On Monday I travelled to Germany via Oslo Airport Gardermoen (OSL). Early in the morning I had some time to waste before my flight, so I walked around window shopping. One of the shops there is an electronics shop, and just outside the shop someone had been sick and vomitted on the floor. The weird thing was that nothing was done about the vomit on the floor except putting up a barely readable note to warn people passing by (the footstool came later).

From the angle I approached the store I nearly didn't see the notice, and I saw at least one other person loosing their footing on the wet floor. As far as I could see the person managed to stay on her feet, but ruining her clothes and possible physical injury was close. So why wasn't any attempt done to dry up the vomit from the floor.

I approached some staff at another shop nearby, and they told me they had offered the staff at the electronics shop to call the cleaning department. But this offer was rejected. When I expressed my concern to them, they made the call anyway. But nothing happend. From the first time I consulted my clock the first time to the last time I was within range of the vomit, more than 20 minutes passed without anything happening.
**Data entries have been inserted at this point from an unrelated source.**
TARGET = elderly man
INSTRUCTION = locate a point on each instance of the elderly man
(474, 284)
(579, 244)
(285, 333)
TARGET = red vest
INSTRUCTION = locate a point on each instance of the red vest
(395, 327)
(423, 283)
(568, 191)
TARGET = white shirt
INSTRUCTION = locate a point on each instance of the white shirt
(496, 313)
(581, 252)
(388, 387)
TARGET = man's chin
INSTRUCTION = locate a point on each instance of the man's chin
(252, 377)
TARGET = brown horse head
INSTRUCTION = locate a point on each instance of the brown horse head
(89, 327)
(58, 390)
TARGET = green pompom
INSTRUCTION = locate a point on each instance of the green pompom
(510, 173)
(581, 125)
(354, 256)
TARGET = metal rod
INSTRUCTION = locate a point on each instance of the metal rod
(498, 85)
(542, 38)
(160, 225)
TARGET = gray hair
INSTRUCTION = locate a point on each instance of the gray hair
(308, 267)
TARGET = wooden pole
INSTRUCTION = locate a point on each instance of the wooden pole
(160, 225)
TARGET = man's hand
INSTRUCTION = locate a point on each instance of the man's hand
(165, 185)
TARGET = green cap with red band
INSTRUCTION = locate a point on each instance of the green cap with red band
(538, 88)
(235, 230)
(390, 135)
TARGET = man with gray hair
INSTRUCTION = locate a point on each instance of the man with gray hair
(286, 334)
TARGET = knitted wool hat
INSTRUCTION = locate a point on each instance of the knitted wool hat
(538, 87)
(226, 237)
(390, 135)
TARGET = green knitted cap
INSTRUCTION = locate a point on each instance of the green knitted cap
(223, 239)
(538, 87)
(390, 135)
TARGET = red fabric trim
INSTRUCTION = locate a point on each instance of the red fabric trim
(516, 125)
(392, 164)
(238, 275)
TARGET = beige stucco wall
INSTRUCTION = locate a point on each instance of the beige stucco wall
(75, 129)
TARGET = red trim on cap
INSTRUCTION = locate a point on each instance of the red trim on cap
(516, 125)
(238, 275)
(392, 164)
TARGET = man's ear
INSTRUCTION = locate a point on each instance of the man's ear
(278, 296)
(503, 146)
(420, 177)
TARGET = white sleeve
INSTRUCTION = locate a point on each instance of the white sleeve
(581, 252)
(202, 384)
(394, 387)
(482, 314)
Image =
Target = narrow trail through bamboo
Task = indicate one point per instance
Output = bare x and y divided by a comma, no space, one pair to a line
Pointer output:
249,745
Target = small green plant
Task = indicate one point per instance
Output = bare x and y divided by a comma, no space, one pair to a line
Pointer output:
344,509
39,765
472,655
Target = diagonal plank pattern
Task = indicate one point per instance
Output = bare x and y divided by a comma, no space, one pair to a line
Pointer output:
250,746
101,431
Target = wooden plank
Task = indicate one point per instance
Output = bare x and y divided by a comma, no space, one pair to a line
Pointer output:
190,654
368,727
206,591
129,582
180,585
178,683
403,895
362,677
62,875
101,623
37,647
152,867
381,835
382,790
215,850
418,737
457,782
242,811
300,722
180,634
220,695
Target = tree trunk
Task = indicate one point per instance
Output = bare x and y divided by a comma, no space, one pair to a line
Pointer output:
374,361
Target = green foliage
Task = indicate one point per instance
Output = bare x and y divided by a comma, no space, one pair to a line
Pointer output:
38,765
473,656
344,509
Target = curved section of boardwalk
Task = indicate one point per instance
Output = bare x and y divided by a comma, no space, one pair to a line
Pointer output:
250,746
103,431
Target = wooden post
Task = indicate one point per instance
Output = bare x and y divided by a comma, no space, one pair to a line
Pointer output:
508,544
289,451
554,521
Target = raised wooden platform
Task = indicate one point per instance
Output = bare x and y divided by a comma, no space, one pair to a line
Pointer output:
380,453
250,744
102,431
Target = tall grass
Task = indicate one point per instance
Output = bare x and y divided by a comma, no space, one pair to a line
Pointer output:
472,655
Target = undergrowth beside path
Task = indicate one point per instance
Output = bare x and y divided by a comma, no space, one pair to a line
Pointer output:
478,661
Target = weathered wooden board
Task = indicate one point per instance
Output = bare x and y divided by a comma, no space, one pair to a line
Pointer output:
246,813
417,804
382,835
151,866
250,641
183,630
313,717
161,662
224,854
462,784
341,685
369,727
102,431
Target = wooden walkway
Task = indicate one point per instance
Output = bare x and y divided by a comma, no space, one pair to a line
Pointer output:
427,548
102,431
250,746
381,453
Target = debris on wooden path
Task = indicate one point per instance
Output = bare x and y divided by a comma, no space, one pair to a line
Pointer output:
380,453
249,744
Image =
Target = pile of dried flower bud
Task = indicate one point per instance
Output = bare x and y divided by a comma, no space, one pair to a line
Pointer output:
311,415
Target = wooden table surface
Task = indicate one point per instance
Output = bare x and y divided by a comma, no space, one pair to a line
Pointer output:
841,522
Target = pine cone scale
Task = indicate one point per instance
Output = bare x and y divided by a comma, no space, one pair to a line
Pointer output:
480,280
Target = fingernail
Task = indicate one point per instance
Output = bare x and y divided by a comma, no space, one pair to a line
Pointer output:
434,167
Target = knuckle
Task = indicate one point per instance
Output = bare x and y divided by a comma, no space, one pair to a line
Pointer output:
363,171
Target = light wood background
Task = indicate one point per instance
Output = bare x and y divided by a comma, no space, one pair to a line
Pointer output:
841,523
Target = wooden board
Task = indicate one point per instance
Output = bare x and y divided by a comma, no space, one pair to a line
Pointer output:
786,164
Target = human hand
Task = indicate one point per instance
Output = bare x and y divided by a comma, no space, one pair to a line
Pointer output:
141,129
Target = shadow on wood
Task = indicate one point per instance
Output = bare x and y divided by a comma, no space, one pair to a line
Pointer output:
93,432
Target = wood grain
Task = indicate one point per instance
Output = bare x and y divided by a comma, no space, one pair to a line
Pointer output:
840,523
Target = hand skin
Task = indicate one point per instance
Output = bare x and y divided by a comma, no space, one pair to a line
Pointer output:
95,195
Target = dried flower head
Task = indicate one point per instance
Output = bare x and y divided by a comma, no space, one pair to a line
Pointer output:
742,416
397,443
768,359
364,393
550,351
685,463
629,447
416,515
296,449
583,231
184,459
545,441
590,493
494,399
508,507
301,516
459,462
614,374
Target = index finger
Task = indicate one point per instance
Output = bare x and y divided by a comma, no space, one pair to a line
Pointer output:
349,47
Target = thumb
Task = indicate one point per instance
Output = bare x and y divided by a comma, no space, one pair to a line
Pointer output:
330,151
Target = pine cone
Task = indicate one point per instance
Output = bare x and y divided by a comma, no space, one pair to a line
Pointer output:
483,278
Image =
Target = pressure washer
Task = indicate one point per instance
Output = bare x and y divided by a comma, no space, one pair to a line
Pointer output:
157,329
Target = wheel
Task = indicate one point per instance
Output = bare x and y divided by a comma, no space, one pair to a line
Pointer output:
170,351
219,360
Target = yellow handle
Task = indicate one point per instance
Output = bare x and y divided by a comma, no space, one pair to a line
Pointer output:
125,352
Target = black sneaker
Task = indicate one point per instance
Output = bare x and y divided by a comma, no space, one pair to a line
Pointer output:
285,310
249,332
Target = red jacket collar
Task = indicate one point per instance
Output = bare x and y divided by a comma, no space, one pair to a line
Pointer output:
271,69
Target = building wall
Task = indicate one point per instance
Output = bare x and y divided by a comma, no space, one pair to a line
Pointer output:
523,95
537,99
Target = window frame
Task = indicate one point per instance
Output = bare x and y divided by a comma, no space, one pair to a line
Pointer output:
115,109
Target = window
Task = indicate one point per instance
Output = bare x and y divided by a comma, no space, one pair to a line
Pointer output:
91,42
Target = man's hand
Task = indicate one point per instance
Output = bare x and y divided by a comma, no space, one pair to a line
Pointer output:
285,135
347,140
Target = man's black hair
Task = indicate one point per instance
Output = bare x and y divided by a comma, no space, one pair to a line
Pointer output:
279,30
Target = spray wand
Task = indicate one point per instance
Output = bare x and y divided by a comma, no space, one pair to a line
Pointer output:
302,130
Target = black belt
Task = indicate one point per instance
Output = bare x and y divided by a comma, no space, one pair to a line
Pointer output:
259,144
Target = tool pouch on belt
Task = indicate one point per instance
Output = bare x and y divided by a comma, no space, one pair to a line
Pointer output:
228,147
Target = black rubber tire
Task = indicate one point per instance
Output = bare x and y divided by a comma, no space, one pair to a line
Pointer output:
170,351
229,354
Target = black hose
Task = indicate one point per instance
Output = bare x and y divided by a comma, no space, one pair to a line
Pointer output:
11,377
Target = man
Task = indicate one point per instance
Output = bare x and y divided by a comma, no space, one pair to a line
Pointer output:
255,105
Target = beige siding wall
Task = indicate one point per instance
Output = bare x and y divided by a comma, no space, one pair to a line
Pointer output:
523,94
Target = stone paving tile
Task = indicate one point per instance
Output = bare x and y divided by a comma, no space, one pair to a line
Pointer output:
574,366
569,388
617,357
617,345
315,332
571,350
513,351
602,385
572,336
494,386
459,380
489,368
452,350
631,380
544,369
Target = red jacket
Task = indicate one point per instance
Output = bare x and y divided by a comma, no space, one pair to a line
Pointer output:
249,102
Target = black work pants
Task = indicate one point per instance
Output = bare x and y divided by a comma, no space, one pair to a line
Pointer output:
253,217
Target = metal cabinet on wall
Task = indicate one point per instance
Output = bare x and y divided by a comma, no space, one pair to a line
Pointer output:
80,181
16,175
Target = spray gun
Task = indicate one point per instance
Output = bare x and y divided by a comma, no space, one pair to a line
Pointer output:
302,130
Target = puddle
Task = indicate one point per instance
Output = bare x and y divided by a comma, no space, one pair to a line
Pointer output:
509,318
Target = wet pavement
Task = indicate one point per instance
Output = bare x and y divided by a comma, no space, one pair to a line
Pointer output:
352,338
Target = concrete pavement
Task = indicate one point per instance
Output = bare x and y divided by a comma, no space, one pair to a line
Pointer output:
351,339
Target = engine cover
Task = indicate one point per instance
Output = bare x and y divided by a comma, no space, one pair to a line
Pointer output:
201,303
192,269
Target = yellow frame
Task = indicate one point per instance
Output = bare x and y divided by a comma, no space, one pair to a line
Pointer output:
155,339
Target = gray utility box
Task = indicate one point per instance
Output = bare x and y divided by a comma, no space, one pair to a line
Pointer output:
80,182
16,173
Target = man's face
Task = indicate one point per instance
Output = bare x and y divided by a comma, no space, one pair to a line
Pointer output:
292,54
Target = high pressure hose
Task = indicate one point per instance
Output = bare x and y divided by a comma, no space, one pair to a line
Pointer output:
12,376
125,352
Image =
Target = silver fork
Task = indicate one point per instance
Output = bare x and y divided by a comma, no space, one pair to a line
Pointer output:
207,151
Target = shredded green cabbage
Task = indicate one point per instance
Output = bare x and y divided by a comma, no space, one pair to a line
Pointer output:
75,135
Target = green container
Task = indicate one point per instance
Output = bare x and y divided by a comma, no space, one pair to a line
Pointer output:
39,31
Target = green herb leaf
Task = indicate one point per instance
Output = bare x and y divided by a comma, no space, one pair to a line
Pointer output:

I like to think that if I were working in the electronics shop I would have started drying up myself - wouldn't any responsible person do that? I would claim that both the guys at the electronics shop and the resources responsible for keeping the airport clean have demonstrated that they should find something else to do.

Tuesday, November 1, 2011

The Rise of the East

I have just attended Norwegian Institute of International Affairs' seminar on "The Rise of the East". My prime reason was to see Hans Rosling, the father of entertaining statistics, sharing his insight.
Of course, the overall topic of how Norway and rising populations in Asia can interact was interesting as well.

My work with traceability brought me to south east Asia in 2007-2008, but the later financial downturn made TraceTracker pull out from that market. Now there are signs that things are picking up again.

Part of the topic for today's seminar was the population growth, where, according to Hans Rosling's analysis, the "old world" will be left with 1.5 of the projected 10 billion people. In such a context, the need for traceability on food products may become a neccessity - we can no longer throw away food to be on the safe side when food scares occur. Instead we must use traceability to know exactly what is affected, so that surgical recalls can be performed.